Sunday Message 10 January 2020
2 Chronicles 29:1-3; 31:20-21; 32:1-3, 6-8, 20-26 “Coming Alive Together – Finishing Well” by Ric Hanse
Hezekiah of Judah
At twenty-five years old, Hezekiah becomes Judah’s king in 715 B.C. His first act as king is opening the temple doors and restoring God’s house. The following month Hezekiah consecrates the priests and invites everyone worship. Soon people are celebrating the Passover and experiencing God’s love. 
But the good times do not last long. King Sennacherib of Assyria invades Judah, crushing village after village. To slow the Assyrian invasion Hezekiah re-routes the water flowing from Jerusalem hoping that thirst will weaken the enemy. Hezekiah also fortifies the walls around Jerusalem, building an outer wall for extra protection. At the same time the king builds up an arsenal against Assyria. 
Preparations having been made; the people of Jerusalem wait. Sensing terror in his beloved citizens King Hezekiah reminds them that Sennacherib is no match for God. The people see in King Hezekiah’s courage and confidence that come from his faith in God.

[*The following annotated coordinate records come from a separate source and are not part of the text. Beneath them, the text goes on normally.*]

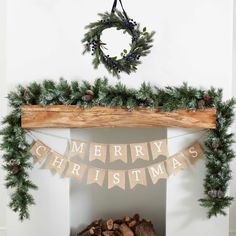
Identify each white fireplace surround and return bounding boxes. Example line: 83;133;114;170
0;0;236;236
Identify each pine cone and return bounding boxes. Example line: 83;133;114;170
218;190;225;198
86;89;94;96
197;99;205;108
204;94;212;104
82;94;93;102
146;98;154;105
11;165;21;175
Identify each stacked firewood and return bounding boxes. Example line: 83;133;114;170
78;214;157;236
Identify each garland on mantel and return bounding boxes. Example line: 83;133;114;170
0;79;235;220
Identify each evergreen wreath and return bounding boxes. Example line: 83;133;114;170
0;79;235;220
82;0;155;78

Hezekiah’s faith encourages the people to courageously cry out, God will be our shield and strength and the Lord will fight our battles!

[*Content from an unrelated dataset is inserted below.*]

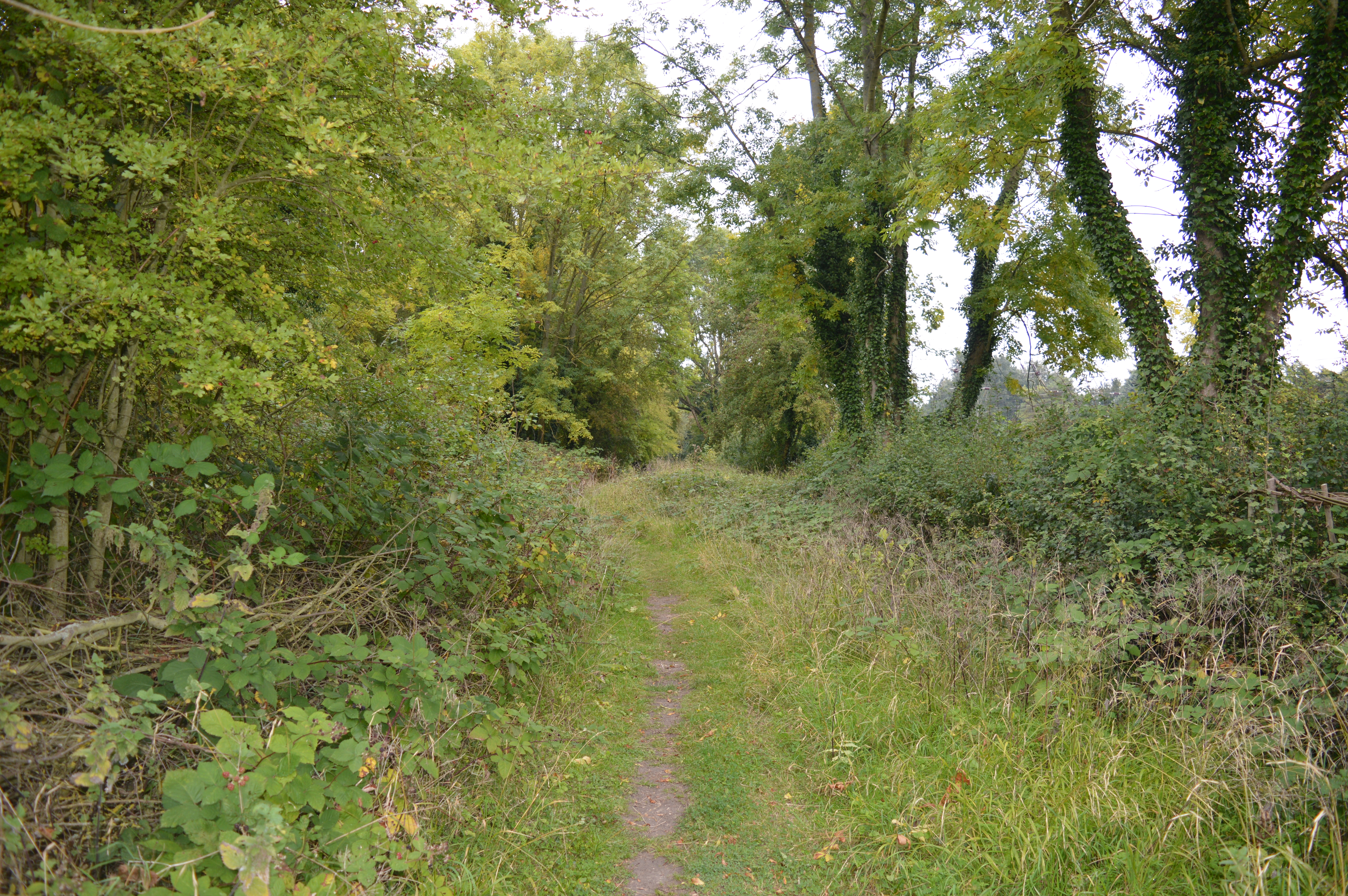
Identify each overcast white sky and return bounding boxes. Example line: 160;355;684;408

During the battle Hezekiah cries out to God, “Remember O LORD, how I have walked before you faithfully and with wholehearted devotion and have done what is good in your eyes.” God hears Hezekiah’s prayer. As the battle rages on God strengthens the people and God sends an angel who, in one night, kills one-hundred-eighty-five-thousand Assyrian soldiers. 
The Assyrians flee. Hezekiah is healed. But the king’s faith falters as Hezekiah begins relying on his wealth and power. Sensing the Lord’s disappointment, Hezekiah repents and gets to work rebuilding war torn Judah. Then Hezekiah (as the Old Testament says) rests with his fathers. King Hezekiah finishes well.
Making Great Starts Great Finishes
Great starts are easy. A wonderful wedding day. A great first work out. A successful day one at work. Reading the first two chapters in the Bible. Welcoming a healthy baby into the world. Day one of the diet.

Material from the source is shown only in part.